The collapse in the oil price was a blow to the credibility of the Scottish government which, four months before the 2014 referendum, had predicted tax receipts in 2016/17 from oil and gas would be between £2.9bn and £7.8bn.
Actual tax receipts for 2016/17, which was to have been the first year of independence following a yes vote, amounted to just £36m having fallen well below zero in 2015/16, external.
Opponents of independence, who had prevailed in the referendum by 55% to 45%, said such dismal figures proved that a sovereign Scotland would have started life in crisis.
Independence campaign
That was despite repeated assertions during the referendum campaign that oil was not the basis for independence - "it will be a bonus" insisted then First Minister Alex Salmond - but that position was later undermined by former Scottish National Party MSP Andrew Wilson when he chaired an SNP commission investigating the economics of independence.

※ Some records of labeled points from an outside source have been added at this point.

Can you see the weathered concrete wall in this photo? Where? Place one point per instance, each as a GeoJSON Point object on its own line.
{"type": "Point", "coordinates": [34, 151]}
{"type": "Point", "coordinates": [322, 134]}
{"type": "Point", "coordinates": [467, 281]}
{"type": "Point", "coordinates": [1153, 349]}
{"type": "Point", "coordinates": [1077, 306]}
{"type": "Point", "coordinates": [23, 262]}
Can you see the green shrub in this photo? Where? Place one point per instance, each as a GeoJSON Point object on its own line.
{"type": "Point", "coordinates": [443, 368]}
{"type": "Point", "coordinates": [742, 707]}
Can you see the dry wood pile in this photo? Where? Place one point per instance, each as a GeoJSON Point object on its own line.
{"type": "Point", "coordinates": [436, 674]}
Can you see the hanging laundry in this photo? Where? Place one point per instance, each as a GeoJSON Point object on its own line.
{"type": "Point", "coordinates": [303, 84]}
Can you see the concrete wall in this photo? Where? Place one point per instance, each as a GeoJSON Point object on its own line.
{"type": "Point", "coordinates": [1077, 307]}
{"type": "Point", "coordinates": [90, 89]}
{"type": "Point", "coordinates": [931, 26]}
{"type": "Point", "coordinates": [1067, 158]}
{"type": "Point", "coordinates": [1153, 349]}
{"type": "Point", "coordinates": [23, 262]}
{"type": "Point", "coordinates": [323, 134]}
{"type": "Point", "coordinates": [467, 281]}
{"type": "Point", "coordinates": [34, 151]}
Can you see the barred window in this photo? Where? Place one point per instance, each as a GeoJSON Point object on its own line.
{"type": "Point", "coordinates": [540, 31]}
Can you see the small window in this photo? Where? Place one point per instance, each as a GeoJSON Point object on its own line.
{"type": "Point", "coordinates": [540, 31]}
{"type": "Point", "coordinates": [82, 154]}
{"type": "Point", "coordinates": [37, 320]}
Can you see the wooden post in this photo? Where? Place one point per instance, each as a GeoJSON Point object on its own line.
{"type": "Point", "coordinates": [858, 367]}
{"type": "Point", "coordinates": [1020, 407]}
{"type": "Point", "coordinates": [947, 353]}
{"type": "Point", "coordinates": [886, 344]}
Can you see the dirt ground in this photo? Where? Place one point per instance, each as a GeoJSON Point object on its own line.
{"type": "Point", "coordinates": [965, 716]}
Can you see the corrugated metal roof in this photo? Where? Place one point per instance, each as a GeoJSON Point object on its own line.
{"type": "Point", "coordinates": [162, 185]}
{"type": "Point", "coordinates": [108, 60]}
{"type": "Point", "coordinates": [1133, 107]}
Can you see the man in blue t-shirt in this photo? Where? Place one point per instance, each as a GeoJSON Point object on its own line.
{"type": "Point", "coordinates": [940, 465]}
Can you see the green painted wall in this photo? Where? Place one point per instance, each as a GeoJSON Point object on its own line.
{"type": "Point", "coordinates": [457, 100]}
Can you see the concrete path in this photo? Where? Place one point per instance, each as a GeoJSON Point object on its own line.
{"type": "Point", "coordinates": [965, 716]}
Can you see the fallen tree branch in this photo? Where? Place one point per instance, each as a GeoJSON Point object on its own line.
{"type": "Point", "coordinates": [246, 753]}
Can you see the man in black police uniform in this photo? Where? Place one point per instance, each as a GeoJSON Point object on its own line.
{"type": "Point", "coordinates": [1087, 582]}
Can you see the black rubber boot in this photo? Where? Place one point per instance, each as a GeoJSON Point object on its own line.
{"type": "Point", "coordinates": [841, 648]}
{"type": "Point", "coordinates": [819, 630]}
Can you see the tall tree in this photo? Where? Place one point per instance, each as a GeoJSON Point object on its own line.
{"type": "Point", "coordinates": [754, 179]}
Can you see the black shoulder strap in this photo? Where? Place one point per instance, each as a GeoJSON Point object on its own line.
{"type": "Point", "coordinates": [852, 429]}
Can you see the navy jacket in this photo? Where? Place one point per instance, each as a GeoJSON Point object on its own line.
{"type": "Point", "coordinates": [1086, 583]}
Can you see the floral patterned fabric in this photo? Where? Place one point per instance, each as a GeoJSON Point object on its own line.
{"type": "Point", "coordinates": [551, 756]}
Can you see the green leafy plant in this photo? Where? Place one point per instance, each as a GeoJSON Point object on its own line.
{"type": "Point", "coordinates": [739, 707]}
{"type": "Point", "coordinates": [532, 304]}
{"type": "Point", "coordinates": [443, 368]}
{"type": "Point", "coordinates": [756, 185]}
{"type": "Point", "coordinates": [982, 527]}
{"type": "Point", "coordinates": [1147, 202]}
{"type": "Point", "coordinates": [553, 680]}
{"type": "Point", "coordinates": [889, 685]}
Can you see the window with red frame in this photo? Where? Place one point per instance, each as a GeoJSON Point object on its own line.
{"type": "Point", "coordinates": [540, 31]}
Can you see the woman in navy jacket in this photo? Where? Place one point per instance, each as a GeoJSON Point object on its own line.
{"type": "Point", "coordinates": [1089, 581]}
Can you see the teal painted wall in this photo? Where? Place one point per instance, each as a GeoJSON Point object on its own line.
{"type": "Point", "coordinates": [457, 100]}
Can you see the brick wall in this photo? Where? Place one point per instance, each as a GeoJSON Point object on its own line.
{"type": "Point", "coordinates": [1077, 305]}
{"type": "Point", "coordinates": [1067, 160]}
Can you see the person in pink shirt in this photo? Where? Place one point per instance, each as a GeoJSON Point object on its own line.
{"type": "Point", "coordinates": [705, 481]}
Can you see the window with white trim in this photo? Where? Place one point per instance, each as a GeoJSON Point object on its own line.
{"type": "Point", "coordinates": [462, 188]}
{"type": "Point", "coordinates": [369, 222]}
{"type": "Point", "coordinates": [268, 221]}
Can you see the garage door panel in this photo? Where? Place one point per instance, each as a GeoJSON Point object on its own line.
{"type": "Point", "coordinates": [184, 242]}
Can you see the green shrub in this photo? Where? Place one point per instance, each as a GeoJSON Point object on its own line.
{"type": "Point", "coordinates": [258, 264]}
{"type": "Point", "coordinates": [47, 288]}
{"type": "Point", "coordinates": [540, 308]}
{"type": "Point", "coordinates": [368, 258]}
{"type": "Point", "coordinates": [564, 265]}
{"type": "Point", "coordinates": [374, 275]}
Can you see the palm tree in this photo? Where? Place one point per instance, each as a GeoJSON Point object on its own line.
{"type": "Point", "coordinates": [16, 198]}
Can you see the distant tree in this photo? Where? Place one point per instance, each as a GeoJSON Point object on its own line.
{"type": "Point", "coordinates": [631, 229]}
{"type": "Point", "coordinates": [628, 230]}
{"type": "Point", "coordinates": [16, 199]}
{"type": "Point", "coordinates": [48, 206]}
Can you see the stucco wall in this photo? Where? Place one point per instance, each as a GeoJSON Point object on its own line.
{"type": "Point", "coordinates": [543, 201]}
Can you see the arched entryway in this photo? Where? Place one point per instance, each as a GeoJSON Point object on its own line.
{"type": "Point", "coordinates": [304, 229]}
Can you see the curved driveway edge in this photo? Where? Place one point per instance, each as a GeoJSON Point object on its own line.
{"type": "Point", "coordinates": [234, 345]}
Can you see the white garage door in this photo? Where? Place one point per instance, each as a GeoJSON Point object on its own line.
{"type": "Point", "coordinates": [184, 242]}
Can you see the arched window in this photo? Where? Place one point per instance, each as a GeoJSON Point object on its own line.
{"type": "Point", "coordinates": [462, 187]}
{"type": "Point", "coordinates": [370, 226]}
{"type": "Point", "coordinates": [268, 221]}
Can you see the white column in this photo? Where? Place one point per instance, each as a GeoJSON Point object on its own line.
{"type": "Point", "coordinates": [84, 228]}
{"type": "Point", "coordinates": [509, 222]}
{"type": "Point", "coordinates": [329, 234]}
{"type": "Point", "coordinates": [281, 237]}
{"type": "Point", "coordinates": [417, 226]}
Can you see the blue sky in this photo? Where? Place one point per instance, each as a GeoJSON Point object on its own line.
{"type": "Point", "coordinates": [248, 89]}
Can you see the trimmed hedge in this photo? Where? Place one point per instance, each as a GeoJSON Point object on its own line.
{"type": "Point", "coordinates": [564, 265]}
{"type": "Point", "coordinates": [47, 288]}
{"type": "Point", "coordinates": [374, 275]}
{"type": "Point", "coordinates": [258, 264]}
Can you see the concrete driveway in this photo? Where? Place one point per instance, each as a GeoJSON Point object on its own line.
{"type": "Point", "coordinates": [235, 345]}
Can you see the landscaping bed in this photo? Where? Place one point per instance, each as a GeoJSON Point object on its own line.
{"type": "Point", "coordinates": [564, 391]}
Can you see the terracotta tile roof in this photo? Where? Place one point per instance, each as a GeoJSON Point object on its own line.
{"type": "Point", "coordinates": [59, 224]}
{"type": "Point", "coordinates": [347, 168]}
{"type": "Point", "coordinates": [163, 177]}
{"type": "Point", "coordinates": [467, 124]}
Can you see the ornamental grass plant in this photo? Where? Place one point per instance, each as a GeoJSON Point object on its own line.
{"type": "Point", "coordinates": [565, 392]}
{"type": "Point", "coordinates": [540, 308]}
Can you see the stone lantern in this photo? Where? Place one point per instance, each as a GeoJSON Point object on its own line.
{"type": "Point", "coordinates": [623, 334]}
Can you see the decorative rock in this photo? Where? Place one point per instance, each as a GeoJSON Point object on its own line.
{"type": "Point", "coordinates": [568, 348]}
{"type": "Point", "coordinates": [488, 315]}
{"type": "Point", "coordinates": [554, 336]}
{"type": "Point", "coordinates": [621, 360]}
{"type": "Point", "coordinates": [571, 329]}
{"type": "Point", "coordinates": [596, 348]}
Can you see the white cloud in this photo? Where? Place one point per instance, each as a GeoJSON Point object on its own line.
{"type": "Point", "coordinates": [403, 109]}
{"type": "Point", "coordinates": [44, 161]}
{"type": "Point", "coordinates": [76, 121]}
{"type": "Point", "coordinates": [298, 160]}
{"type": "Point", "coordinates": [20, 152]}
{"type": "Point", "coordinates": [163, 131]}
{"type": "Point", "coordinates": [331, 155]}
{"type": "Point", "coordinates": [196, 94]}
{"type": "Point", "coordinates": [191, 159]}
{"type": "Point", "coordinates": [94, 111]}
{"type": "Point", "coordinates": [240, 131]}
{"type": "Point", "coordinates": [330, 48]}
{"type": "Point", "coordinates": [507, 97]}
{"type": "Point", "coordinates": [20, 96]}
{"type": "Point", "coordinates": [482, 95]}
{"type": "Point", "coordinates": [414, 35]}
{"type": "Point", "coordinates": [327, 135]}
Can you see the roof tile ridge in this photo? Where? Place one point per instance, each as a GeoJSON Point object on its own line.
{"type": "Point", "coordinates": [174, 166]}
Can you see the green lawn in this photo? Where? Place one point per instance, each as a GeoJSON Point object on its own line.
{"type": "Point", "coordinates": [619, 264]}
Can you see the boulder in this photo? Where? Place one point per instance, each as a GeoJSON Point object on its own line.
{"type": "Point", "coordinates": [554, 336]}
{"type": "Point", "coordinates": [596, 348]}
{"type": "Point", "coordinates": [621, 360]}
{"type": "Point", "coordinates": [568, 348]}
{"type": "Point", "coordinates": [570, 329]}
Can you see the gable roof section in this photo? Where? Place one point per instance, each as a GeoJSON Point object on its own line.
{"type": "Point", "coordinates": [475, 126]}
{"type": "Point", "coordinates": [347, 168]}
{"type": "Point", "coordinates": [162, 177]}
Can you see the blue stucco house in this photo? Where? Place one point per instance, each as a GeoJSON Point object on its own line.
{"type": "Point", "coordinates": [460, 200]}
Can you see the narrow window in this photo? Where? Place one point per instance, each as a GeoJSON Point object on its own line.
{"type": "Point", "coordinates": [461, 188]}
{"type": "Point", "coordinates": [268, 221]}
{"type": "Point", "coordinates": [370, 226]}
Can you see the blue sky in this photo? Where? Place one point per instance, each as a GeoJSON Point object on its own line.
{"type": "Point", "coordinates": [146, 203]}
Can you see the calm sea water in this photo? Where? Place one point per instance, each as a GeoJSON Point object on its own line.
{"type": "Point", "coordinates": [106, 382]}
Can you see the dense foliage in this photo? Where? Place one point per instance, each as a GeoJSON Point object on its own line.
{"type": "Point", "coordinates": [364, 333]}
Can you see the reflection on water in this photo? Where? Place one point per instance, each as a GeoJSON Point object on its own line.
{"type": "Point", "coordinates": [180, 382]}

"We did have oil baked into the numbers and it was indeed a basis," Mr Wilson told the BBC, as he recommended that any future prospectus for independence should not include the talismanic black gold.
Of course that was then and this is now but are we really at the end of the journey?
In Dyce, a suburb of Aberdeen, the Spider's Web is bustling. The pub sits next door to the city's heliport and is known as a waiting room for offshore workers.
It's nearly lunchtime and the place is busy with oilmen - they are all men - savouring their first beer after two or three weeks on the rigs.
There is a lot of talk of wives and girlfriends, of the balance between the reward of another pint and the risk of missing the train home.
Here views about the sustainability of the industry are mixed. One oil worker, who did not want to be identified, fretted about climate change and the need, as he saw it, to diversify away from fossil fuels for the good of the planet.
And yet there is still temptation below the waves.
New fields
A study published in October suggested there could be 17 billion barrels of oil (or the equivalent gas) still to be extracted by 2050, in addition to more than 43 billion barrels recovered since the 1970s.
Oil from BP's Clair Ridge development, west of Shetland, began to flow at the end of last year and the field is expected to remain productive for the next four decades while the energy firm Total recently announced a major gas discovery in the same region.
One drinker, Russell Edwards, 51, says for some people in the pub, decommissioning is a dirty word.
"They are finding more fields," he says. "Exploration is becoming more sophisticated."
He hopes the industry will see him to retirement but as for someone starting out now, "who knows?"
Confidence is to be found, as so often, behind the bar where Lauren Grant, 23, is pulling pints. She has worked at the Spider's Web for five years but now she is heading offshore herself, embarking on a career in oil exploration.
"I think there's a good bit more time in the North Sea," says Ms Grant. "I'm a local girl trying to get into our local industry."
After growing up in Dyce, watching the helicopters fussing to-and-fro, and studying geology at Aberdeen University, she is now about to take the plunge.
"Things are definitely on the up," she says.
And is she looking forward to stopping off in the Spider's Web for a pint when she comes ashore?
"Absolutely," she says, "can't wait."